Guys like me lived in fear of rejection. However logical and analytical you might be about it -- after all, a woman declining a date, whether a first, second or third one -- was probably no more commenting on your lack of worth as a human being as your lack of suitability as a romantic partner -- just as you yourself did when you declined to ask out other women because they weren't your type or their interests/politics/religious views didn't mesh with yours.
So I told the story in Part I to illustrate what had been a particularly liberating experience for me (and one that never repeated itself). After awhile, I became totally indifferent to whether or not she had any interest in going out with me. I didn't care what she thought of me. I was in control because I had no expectations -- and it was amusing to call her, chat, hear the same obviously insincere line about getting together. It made me laugh.
I told the story to illustrate the attitude I've adopted in a final round of querying. (Perhaps final. I keep saying I'm through with it.) As promised, I'd decided to give up on agents and query solely publishers. After looking into it, I discovered there are only five or six publishers of mysteries taking unsolicited subs. Even some of the smaller independents are now insisting that your novel come through an agent. (There are a couple of others that take mss. over the transom, but they're publishers of "hard-boiled crime" fiction, which is not my turf.) I could send out those five queries and be done with it.
But...then I'd be done with it. Over. Finished. Finito. On to e-booking.
Too soon, too soon to give up on the hardcover. So I went over to QueryTracker to see if there were any new agents that handled mysteries. Agents come and go with regularity; some new ones arrive, moving up from editorial assistant, while others switch outfits. WTF, I said, I'll query 'em all. I did this without even bothering to research them (other than checking a couple of agencies I'd never heard of). I didn't bother to see if the "mysteries" they handled were really romance novels with a mystery twist, or so-called "cozy" mysteries.
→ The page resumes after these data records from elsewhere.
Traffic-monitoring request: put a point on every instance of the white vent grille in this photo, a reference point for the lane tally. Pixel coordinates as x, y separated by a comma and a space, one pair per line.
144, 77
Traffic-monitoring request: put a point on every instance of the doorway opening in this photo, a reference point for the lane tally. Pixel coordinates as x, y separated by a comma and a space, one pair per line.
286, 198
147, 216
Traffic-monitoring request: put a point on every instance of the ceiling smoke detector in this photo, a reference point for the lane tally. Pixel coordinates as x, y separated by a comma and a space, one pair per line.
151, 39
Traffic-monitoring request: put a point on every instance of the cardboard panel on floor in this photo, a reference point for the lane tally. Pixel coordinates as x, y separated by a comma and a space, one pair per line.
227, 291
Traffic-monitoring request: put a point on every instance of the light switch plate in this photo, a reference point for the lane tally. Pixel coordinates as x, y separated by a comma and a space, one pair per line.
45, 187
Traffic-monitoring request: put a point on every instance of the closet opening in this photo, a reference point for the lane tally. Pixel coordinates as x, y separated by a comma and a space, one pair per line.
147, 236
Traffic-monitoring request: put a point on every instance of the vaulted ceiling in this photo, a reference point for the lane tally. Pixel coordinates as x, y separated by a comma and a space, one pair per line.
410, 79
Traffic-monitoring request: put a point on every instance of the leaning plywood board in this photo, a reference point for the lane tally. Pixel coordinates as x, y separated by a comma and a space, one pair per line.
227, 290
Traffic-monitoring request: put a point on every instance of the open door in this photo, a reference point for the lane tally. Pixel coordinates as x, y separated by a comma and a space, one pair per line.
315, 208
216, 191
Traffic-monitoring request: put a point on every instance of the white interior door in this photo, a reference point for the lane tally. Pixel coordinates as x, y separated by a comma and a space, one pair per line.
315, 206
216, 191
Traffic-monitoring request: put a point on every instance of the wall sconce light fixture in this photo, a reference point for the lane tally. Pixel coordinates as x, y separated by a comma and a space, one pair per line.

It's like calling that woman and not caring what she's really thinking. I'm just in it for the laughs.
I've had one laugh already. I queried one agency I'd hit up before, sending the e-mail to a different agent. That agent forwarded my e-mail to another agent, who has asked to see a partial. The only thing is, she's already seen a partial of my book -- and rejected it! (You can tell it must have made a great impression on her, since she didn't even remember the title.) That was almost a year and a half ago. So I'll send it and see if the new summer intern rejects it.
I feel so liberated. I was kind of down after the rejection by Poisoned Pen Press, though I knew going in that my nontraditional mystery was probably not a good fit for them. Unless you're a water-off-a-duck's-back kind of person, the rejections -- and I've had plenty -- do start to take a toll. (Please. No more J.K. Rowling stories.) But tossing out a new batch of queries to some new names in previously hit-upon agencies after already deciding to move on to publishers is like having one of those casino tokens good for one shot at the slots.
Costs you nothing to play but you still get to watch the wheels spin.